One of my major objections with Echolink and IRLP is that both rely on the Internet for transit. This means that they're dependent on non-ham resources to operate, and that means that they cannot be counted on in the event of a telecommunications failure.

This illustrates one of the major areas in which ham radio currently falls short: we don't have a mechanism for high-bandwidth long-range transit of digital signals. We have lots of mechanisms for low-bandwidth transit, ranging from good old CW through HF packet. None of these is fast enough to send even one channel of digitally-encoded speech, though. A new replacement packet protocol is needed.

The proposal here contains a number of interrelated parts:

1. A mesh of high-bandwidth line-of-sight links covering, ideally, as much of the world as possible; at the very least the entire United States and as much of Canada as possible

   This is envisioned as being done using line-of-sight point-to-point communications in, probably, 10 GHz. This gives typical hop distances of between 25 and 200 miles depending on terrain. Between 2000 and 3000 nodes will be required to cover the entire continental United States. Europe would require somewhat fewer.

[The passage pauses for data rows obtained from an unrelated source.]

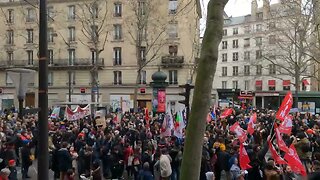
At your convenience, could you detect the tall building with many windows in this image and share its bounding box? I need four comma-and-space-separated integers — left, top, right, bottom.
213, 0, 314, 109
0, 0, 200, 111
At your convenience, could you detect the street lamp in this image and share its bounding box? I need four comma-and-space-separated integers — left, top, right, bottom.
6, 68, 36, 119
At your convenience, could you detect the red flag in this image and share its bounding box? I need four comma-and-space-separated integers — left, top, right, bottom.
247, 113, 257, 135
278, 115, 293, 135
239, 143, 252, 170
276, 91, 293, 121
230, 122, 247, 143
275, 128, 289, 153
268, 140, 287, 165
145, 108, 150, 127
220, 108, 233, 119
284, 144, 307, 176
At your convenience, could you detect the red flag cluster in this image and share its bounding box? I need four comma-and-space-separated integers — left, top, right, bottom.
220, 108, 233, 119
230, 122, 247, 143
276, 91, 293, 121
247, 113, 257, 135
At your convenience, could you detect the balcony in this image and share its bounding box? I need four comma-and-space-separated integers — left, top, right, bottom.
161, 55, 184, 68
0, 58, 105, 70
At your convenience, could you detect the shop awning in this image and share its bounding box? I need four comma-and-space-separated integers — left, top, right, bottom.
255, 80, 262, 86
238, 96, 254, 100
283, 80, 290, 86
302, 79, 310, 85
268, 80, 276, 87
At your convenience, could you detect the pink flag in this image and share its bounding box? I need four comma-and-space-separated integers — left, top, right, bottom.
247, 113, 257, 135
230, 122, 247, 143
239, 143, 252, 170
220, 108, 233, 119
276, 91, 293, 121
284, 144, 307, 176
275, 128, 289, 153
268, 140, 287, 165
278, 115, 293, 135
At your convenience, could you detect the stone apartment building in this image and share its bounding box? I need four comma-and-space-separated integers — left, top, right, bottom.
213, 0, 314, 109
0, 0, 200, 112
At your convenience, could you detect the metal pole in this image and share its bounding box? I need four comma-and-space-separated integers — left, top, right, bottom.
38, 0, 49, 179
68, 71, 72, 103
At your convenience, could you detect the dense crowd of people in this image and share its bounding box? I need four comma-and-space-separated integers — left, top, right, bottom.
0, 105, 319, 180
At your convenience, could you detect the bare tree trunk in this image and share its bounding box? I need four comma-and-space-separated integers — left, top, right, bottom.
294, 64, 299, 108
180, 0, 228, 179
133, 69, 141, 112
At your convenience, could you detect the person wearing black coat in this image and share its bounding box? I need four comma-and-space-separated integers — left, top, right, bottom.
21, 142, 32, 179
57, 142, 72, 180
51, 145, 61, 179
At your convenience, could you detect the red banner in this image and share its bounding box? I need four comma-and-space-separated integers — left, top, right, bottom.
157, 90, 166, 113
276, 91, 293, 121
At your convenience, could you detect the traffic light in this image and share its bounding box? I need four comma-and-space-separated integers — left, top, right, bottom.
178, 84, 194, 121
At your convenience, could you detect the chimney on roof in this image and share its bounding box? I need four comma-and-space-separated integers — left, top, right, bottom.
251, 0, 258, 20
263, 0, 271, 19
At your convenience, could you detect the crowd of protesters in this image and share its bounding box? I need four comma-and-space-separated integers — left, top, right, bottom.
0, 103, 319, 180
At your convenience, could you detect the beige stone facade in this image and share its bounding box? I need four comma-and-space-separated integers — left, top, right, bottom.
0, 0, 200, 112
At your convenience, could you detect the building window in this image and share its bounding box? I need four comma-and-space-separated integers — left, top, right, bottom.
91, 25, 98, 41
256, 24, 262, 32
244, 51, 250, 61
244, 65, 250, 76
232, 81, 238, 89
222, 81, 227, 89
169, 70, 178, 84
233, 28, 238, 35
232, 39, 238, 48
168, 23, 178, 38
244, 80, 250, 90
256, 50, 262, 59
47, 6, 54, 20
26, 8, 35, 22
232, 66, 238, 76
6, 72, 13, 86
138, 1, 146, 15
222, 53, 227, 62
232, 52, 238, 61
114, 3, 122, 17
269, 64, 276, 75
222, 67, 227, 76
268, 80, 276, 91
255, 80, 262, 91
269, 22, 276, 29
68, 49, 75, 65
48, 50, 53, 65
168, 0, 178, 14
223, 29, 227, 36
255, 37, 262, 46
222, 41, 228, 49
269, 35, 276, 44
169, 45, 178, 56
48, 28, 54, 42
256, 65, 262, 75
283, 80, 290, 90
27, 29, 33, 43
244, 38, 250, 47
68, 5, 76, 20
140, 46, 146, 62
140, 70, 146, 84
48, 72, 53, 86
7, 51, 13, 63
68, 26, 75, 42
113, 24, 122, 40
244, 26, 251, 33
257, 12, 263, 20
113, 71, 122, 85
6, 30, 14, 45
91, 3, 99, 18
7, 9, 14, 23
113, 47, 122, 65
27, 50, 33, 65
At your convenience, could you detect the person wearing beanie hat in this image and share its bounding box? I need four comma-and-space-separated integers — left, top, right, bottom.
7, 160, 17, 180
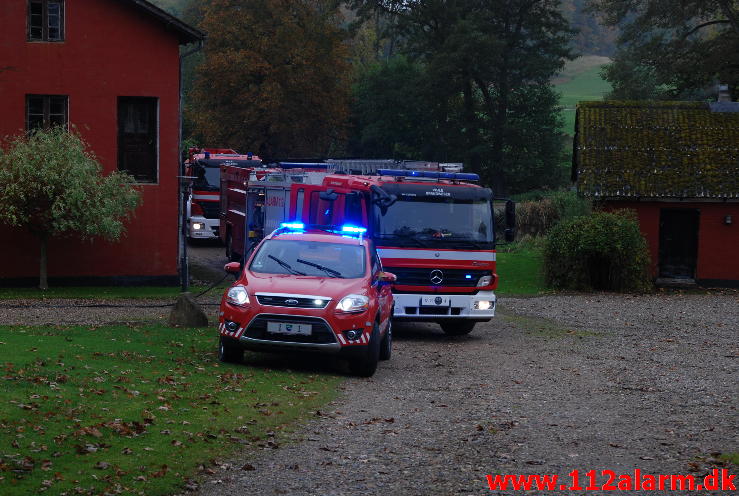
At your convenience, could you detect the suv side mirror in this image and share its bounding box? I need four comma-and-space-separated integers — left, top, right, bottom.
504, 200, 516, 242
376, 271, 397, 284
224, 262, 241, 275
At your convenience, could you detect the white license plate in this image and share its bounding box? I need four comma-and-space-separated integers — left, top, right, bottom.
267, 322, 312, 336
421, 296, 450, 306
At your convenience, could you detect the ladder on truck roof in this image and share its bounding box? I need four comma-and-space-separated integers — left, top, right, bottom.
325, 159, 464, 175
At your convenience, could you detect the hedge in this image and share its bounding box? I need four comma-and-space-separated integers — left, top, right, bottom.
543, 210, 652, 292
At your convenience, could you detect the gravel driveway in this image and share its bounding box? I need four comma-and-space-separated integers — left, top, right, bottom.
2, 245, 736, 495
172, 292, 736, 496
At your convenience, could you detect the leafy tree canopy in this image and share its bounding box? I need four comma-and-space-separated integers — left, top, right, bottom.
188, 0, 352, 158
0, 128, 140, 289
589, 0, 739, 99
348, 0, 574, 193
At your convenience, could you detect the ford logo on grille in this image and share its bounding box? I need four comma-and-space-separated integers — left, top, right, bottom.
430, 269, 444, 285
284, 299, 299, 305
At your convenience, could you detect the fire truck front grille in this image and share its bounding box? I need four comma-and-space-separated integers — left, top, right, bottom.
384, 267, 490, 287
245, 314, 336, 344
197, 201, 220, 219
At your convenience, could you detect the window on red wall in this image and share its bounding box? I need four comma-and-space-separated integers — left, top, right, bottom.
26, 95, 68, 131
28, 0, 65, 42
118, 97, 159, 183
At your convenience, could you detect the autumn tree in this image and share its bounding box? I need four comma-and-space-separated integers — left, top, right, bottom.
189, 0, 351, 158
349, 0, 574, 193
0, 128, 140, 290
589, 0, 739, 99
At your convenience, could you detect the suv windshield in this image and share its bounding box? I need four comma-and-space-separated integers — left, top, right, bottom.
250, 239, 366, 278
373, 184, 494, 249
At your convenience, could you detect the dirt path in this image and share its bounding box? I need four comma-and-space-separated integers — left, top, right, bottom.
180, 293, 738, 496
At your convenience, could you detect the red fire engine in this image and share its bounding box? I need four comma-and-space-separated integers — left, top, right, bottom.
184, 147, 261, 240
220, 160, 515, 335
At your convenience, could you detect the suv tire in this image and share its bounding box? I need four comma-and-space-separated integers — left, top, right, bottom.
349, 323, 380, 377
218, 336, 243, 363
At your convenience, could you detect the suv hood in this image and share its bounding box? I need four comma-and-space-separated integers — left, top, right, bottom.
243, 272, 368, 299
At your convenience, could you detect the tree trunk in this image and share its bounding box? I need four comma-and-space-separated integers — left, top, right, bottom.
38, 233, 48, 291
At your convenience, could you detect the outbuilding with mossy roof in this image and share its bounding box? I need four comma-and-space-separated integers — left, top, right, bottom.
572, 100, 739, 287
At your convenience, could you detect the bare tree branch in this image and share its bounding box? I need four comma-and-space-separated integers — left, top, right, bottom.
682, 19, 731, 39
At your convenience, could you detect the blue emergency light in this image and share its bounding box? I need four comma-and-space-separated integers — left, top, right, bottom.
341, 225, 367, 234
377, 169, 479, 182
280, 222, 305, 230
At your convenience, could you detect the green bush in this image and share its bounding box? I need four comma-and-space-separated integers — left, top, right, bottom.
544, 210, 652, 292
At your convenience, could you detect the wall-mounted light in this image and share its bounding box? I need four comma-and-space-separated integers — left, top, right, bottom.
725, 215, 733, 225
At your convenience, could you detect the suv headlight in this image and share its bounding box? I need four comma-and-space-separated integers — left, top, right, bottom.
226, 285, 250, 306
336, 294, 369, 313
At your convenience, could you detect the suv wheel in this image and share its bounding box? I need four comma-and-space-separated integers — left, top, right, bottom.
439, 320, 476, 336
349, 323, 380, 377
218, 336, 243, 363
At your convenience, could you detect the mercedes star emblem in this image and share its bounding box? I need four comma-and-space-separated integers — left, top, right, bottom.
430, 269, 444, 285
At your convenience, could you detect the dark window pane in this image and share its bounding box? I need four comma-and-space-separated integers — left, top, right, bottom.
28, 115, 44, 130
27, 96, 44, 115
29, 2, 43, 40
47, 3, 61, 40
49, 96, 65, 115
49, 114, 66, 127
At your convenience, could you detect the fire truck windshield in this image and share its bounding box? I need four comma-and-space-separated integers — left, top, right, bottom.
193, 166, 221, 191
372, 184, 494, 249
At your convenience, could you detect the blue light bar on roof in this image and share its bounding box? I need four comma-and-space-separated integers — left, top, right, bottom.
280, 222, 305, 230
377, 169, 479, 181
341, 225, 367, 234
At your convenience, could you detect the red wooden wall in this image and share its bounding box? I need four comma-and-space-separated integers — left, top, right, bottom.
605, 201, 739, 285
0, 0, 183, 283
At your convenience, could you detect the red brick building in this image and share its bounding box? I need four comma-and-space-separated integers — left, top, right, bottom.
0, 0, 203, 285
573, 101, 739, 287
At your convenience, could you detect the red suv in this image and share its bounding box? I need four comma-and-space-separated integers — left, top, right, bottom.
218, 223, 396, 376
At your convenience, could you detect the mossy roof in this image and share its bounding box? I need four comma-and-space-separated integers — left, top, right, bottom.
572, 101, 739, 199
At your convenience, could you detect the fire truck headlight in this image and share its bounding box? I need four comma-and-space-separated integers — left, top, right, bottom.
476, 275, 492, 287
337, 294, 369, 313
193, 222, 205, 230
474, 300, 494, 311
226, 285, 250, 306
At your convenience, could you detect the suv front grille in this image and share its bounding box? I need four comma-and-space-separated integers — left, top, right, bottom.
256, 294, 330, 309
245, 314, 336, 344
384, 267, 490, 287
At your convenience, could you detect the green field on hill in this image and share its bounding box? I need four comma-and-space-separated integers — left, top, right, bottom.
555, 56, 612, 136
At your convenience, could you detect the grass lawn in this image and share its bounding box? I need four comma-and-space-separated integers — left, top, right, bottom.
0, 285, 229, 300
0, 324, 339, 495
495, 246, 547, 296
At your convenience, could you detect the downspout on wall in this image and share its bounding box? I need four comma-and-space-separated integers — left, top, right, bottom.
178, 39, 204, 292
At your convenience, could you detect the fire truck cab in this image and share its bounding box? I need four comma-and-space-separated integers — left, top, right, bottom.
185, 148, 261, 240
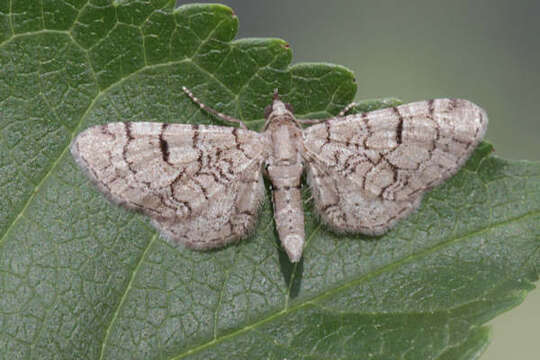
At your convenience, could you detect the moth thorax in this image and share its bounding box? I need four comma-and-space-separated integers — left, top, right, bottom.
271, 125, 298, 162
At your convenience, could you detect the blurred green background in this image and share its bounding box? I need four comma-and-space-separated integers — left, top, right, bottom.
181, 1, 539, 359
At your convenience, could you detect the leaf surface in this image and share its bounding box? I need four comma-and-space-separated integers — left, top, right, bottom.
0, 2, 538, 359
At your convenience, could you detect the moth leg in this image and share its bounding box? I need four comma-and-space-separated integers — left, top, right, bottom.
297, 102, 359, 125
182, 86, 248, 130
337, 102, 358, 117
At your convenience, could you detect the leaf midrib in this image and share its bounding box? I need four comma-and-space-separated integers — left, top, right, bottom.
170, 209, 539, 360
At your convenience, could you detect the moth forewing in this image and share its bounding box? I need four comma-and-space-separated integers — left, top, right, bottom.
71, 122, 269, 250
301, 98, 487, 234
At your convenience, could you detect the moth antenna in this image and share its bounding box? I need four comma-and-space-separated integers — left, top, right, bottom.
181, 86, 248, 129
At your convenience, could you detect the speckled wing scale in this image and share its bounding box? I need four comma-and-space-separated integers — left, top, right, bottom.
71, 88, 487, 263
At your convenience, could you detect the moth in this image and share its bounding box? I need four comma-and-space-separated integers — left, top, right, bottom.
71, 87, 487, 262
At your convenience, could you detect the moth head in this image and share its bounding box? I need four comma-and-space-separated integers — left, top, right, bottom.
264, 89, 294, 119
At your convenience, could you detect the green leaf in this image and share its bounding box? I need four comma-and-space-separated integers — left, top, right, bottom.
0, 2, 538, 359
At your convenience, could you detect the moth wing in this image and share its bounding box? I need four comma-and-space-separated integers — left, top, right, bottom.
71, 122, 269, 249
302, 99, 487, 234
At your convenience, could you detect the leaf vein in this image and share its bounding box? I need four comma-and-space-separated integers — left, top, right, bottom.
98, 233, 158, 360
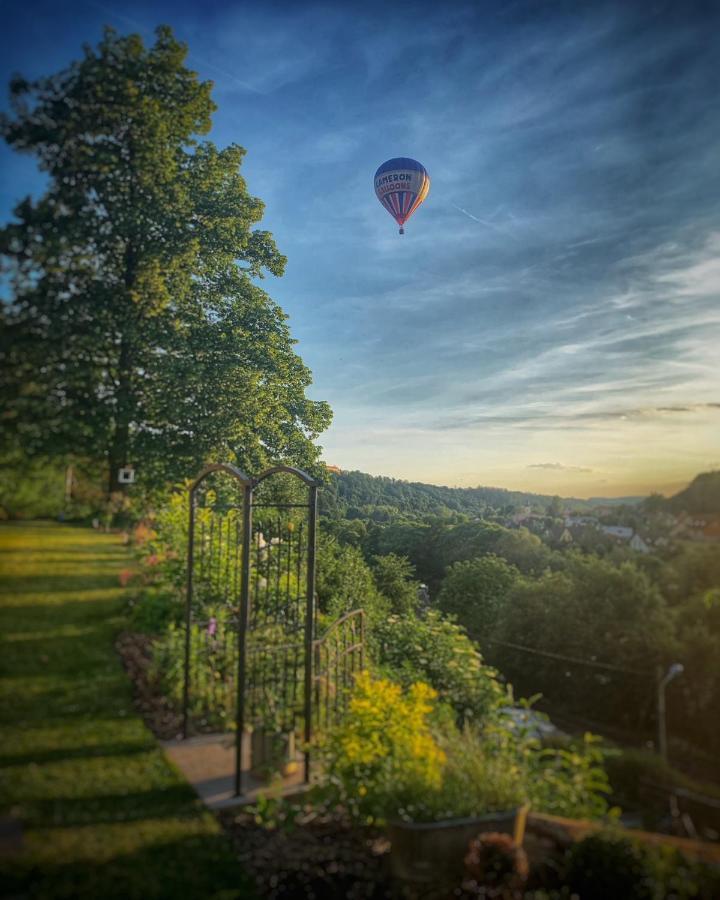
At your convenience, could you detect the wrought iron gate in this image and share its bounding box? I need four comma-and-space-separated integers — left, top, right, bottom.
182, 463, 363, 796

2. A means for operators local to a node in the mesh to gain access to the mesh and connect with another operator local to some other node in the mesh

   This can be an omnidirectional station directly connected to a mesh node operating in SHF, UHF, VHF, or even HF running (a variation on) the packet protocol used by the mesh

   It can also be a modified voice repeater coupled with software to encode and decode voice into packet data which is then injected into the mesh

3. A new packet protocol engineered around IPv6 (probably) that can support the dynamic mesh routing that this project requires.

   IPv6's hardware address field is long enough to directly encode a call sign along with several bits worth of "transmitter number"

   There are already existing IPv6 distributed mesh routing algorithms out there that can be adapted to this purpose

Problems:

1. The radios are going to be expensive

   Possibly not. We may be able to use commodity 802.11 radios transverted to 10 GHz. We might even decide to tweak commodity 802.11a or 802.11b radios as both of the ISM bands used for wireless networking are adjacent to, or even overlap, ham allocations. We think we can keep the node cost at around $1000 each. 10,000 of them (3000 nodes with two to four radios each) will cost about $10 million, or $13 per licensed ham in the United States.

2. We need to site and install thousands of them

   We may be able to convince existing repeater operators to colocate a node with their existing repeater(s).

   We can use tools like splat and the FCC tower database (in the United States) to identify potential candidates for installing nodes to fill gaps, and then lobby tower owners for permission to install. The emergency communications value of this network may help us gain access to towers operated by public authorities.

3. There's no way we'll get line of sight between continents or to isolated islands like Hawaii

   We can use satellites. Latency may be an issue, but this isn't a problem for non-real-time data and can be acceptable for voice to a point.

   The protocol can readily be defined to scale down to the lower bandwidths allowed in SHF, UHF, VHF, and HF, and communications not requiring high bandwidths can be sent over links in these bands. HF, in particular, allows over-the-horizon operation and can be used worldwide, conditions permitting.